Selbst und Objekte werden im seelischen Innenraum durch Affekte als angeborene und erfahrungsbedingte Gefühle miteinander verbunden. Anfangs handelt es sich um diffuse psycho-physische Gefühlszustände aus dem prozeduralen Erlebnismodus. Erst mit der Trennung zwischen Selbst und Nicht-Selbst und mit dem begrifflichen Denken und der Mentalisierung entstehen komplexe Vorstellungen. In ihnen schlagen sich Beziehungsepisoden nieder, die Selbst-, Objekt- und Beziehungsrepräsentanzen.81 Diese Vorgänge sind unbewusst und bilden aus dem Unbewussten heraus die stärksten Motivationen für das Erleben und Handeln.

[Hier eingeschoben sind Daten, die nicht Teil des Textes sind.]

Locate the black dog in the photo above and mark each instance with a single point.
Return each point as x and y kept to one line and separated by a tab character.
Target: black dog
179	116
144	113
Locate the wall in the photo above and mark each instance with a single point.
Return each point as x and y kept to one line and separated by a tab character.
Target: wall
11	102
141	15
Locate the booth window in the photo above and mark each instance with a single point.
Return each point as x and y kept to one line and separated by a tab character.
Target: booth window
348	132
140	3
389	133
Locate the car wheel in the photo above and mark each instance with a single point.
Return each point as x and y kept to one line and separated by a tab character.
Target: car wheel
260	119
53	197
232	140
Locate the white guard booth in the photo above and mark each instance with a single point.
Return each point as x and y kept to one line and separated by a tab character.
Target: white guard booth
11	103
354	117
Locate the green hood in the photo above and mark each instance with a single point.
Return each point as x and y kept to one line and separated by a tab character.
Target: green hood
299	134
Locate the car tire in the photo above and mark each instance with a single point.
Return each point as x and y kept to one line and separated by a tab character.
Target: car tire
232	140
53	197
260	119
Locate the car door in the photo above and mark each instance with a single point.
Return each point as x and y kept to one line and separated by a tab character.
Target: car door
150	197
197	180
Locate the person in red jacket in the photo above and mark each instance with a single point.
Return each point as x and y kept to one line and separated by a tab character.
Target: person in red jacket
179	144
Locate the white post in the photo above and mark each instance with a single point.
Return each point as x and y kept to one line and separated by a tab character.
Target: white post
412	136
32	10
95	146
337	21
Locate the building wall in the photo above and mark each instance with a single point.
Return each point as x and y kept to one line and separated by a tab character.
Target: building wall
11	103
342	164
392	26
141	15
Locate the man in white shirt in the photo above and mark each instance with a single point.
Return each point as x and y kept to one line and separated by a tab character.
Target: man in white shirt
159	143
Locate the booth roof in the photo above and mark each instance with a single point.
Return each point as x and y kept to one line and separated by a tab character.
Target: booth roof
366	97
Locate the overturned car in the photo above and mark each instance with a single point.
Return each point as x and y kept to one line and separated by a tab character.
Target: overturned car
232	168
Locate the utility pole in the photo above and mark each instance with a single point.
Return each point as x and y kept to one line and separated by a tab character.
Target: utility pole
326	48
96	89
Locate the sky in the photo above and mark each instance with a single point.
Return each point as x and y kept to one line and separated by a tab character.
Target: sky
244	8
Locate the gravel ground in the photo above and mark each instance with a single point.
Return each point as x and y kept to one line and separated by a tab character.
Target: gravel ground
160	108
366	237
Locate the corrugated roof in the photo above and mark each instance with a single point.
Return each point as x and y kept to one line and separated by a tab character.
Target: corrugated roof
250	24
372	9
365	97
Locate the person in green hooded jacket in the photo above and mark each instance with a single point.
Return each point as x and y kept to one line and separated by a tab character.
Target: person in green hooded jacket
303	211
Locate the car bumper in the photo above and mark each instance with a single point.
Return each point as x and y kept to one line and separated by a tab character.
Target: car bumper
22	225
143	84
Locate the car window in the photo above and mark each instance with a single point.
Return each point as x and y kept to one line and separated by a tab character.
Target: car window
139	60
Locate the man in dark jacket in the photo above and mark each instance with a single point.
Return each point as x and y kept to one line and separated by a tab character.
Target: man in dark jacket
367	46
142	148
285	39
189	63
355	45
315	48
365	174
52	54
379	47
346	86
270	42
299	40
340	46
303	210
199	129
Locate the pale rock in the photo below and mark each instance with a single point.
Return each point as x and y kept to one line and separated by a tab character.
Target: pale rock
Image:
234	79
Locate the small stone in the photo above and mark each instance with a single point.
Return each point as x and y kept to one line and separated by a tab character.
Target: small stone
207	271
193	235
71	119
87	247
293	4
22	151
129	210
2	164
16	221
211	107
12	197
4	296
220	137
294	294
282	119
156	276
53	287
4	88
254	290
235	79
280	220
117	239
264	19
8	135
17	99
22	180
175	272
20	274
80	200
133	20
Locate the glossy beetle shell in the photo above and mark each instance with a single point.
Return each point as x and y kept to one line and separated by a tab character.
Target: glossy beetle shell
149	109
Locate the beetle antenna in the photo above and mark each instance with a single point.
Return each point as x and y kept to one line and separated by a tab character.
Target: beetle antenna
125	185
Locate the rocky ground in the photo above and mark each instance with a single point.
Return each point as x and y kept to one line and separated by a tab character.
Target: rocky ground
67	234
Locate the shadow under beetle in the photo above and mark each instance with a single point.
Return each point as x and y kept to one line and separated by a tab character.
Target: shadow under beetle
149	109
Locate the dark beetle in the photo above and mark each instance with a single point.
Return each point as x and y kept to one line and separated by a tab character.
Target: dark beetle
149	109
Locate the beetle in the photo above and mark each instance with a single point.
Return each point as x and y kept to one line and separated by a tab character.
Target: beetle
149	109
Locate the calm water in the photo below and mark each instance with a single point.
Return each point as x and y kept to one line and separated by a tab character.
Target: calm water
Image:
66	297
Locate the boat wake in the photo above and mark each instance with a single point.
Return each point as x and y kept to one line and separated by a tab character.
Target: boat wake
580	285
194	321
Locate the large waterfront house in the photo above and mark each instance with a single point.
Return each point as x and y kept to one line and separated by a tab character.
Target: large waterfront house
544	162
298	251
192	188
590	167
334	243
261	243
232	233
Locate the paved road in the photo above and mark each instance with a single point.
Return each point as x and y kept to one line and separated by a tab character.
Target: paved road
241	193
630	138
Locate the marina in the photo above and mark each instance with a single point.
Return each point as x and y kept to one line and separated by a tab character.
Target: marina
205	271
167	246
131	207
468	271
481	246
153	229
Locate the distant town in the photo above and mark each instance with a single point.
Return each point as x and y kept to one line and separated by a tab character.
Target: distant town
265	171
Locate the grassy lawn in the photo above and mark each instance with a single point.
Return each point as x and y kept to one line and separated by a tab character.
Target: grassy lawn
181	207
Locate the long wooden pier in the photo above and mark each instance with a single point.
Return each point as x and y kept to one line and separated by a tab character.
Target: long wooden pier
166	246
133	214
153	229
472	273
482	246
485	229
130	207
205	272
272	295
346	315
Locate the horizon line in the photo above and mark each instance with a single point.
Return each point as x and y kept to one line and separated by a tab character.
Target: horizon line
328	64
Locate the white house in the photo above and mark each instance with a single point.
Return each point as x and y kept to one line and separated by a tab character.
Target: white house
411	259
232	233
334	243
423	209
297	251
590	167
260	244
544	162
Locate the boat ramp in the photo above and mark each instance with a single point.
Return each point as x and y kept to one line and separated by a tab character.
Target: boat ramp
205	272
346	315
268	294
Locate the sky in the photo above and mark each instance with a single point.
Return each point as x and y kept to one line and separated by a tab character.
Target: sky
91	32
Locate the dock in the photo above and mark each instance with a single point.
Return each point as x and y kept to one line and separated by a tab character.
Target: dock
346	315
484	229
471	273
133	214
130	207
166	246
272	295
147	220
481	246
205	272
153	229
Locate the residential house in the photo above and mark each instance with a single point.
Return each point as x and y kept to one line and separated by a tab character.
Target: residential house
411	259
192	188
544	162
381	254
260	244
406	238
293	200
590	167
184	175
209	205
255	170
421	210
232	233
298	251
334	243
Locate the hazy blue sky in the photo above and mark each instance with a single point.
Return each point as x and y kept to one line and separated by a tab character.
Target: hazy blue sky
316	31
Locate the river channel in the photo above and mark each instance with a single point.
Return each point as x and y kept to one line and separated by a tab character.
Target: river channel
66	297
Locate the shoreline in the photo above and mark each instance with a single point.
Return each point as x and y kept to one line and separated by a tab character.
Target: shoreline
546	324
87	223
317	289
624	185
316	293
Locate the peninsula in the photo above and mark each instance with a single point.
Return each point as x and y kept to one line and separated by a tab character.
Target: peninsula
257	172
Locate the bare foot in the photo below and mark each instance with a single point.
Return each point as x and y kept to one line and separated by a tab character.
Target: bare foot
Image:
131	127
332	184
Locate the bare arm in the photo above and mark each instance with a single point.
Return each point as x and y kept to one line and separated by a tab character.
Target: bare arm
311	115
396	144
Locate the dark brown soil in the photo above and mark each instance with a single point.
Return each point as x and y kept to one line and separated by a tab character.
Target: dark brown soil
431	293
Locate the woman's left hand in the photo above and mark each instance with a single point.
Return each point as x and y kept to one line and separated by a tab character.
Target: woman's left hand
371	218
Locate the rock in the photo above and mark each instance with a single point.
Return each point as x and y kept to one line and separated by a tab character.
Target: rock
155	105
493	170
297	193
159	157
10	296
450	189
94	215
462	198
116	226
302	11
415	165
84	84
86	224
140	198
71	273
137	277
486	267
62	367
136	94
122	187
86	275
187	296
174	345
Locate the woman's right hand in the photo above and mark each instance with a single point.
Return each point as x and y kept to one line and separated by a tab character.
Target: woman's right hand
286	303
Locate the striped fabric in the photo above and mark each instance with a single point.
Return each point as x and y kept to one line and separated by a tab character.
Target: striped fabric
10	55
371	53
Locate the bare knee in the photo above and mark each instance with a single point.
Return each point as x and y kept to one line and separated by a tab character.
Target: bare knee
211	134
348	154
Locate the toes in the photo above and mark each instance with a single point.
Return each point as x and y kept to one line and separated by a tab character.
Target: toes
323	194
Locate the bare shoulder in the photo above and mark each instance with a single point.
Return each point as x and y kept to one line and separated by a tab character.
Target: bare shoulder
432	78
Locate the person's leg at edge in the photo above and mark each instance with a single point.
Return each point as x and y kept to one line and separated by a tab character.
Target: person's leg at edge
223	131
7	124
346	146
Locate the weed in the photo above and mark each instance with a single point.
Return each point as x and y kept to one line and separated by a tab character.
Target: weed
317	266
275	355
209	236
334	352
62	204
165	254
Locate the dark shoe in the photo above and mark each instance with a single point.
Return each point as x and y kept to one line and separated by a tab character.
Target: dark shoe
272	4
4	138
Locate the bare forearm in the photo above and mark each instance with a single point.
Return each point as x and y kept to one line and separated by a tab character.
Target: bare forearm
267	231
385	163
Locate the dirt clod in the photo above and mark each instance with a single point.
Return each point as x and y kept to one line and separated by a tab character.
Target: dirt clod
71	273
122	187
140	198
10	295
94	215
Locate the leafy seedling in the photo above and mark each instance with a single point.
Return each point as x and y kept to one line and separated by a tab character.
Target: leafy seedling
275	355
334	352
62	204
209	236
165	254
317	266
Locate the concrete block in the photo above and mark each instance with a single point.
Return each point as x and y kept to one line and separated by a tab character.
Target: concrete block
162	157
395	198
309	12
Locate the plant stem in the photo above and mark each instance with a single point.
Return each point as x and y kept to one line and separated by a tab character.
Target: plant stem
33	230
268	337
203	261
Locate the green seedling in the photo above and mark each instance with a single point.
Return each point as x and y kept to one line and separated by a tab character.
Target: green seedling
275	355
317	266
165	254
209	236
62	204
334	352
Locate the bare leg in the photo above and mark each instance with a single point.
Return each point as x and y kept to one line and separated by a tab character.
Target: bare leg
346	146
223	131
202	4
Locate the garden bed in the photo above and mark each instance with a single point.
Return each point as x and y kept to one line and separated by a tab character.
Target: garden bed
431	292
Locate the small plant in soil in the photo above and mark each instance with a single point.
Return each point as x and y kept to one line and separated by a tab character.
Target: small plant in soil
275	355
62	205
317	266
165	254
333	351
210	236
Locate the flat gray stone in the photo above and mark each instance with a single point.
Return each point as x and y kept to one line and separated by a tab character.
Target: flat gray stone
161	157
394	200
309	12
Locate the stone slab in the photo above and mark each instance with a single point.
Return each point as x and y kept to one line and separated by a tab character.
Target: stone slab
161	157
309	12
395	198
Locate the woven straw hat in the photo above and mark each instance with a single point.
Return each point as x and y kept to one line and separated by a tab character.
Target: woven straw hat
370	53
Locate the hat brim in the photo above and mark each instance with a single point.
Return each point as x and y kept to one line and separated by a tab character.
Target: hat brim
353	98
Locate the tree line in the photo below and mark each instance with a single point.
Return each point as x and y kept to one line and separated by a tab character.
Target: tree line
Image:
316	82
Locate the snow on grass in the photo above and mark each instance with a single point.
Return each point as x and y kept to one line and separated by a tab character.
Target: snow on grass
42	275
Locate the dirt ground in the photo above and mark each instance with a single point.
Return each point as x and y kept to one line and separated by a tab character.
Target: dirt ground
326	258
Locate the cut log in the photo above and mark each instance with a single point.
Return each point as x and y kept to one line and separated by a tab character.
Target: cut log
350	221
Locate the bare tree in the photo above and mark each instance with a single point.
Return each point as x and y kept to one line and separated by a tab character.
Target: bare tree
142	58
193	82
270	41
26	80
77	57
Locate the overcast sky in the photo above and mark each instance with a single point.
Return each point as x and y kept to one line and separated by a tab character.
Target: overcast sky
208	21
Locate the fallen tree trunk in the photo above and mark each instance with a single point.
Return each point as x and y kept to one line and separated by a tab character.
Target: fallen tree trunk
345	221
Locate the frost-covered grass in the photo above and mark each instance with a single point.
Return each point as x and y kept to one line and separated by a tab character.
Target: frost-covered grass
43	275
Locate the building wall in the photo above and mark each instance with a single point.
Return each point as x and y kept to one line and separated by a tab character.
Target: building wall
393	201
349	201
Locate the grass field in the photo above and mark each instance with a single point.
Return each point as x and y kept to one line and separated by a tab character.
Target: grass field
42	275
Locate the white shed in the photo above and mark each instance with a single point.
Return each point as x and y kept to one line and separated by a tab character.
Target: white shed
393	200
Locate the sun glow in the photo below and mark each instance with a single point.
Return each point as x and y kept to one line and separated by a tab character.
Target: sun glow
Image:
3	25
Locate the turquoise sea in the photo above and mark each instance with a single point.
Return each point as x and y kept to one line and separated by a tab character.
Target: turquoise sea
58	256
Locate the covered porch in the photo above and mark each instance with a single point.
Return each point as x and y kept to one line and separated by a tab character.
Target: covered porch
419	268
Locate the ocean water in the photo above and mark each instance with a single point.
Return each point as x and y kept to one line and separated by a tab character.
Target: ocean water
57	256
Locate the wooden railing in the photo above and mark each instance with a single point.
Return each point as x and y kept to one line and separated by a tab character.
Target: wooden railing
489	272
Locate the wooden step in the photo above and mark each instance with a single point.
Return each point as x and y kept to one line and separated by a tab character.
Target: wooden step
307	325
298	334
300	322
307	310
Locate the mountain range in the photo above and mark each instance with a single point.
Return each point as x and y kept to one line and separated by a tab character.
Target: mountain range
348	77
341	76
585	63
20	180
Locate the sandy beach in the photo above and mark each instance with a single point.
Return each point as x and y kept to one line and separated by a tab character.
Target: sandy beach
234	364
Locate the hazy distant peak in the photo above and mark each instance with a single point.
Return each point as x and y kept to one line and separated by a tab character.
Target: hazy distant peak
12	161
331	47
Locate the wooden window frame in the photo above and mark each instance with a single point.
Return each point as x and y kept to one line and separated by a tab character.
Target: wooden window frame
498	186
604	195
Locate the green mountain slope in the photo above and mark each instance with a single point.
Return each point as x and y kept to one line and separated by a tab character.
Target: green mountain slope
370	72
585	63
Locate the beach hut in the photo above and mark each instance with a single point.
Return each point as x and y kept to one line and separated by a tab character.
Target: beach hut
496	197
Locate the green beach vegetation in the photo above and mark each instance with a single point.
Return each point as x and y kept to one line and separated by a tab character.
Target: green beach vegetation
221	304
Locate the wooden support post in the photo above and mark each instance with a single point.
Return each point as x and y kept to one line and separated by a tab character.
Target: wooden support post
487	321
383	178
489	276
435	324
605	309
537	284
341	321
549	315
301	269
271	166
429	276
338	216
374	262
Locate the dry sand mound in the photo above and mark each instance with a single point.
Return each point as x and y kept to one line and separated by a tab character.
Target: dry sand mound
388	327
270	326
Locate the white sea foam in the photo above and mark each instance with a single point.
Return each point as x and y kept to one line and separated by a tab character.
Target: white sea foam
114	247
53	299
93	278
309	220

Die Struktur der Objektbeziehungen und der Vorstellungen, die im Inneren gebildet werden, nimmt eine Entwicklung ( Abb. 2.2):

• Ganz am Anfang des Lebens ist die Bezogenheit wie eine Monade strukturiert. In dieser intentionalen Entwicklung sind Beziehungen zu anderen unbewusst. Das Selbst wird nur rudimentär erlebt. Erst nach und nach entwickelt sich mit dem auftauchenden Selbst auch eine sehr diffuse Wahrnehmung für das Auftauchen des Objektes. Dann spricht man von einer (frühen) Symbiose.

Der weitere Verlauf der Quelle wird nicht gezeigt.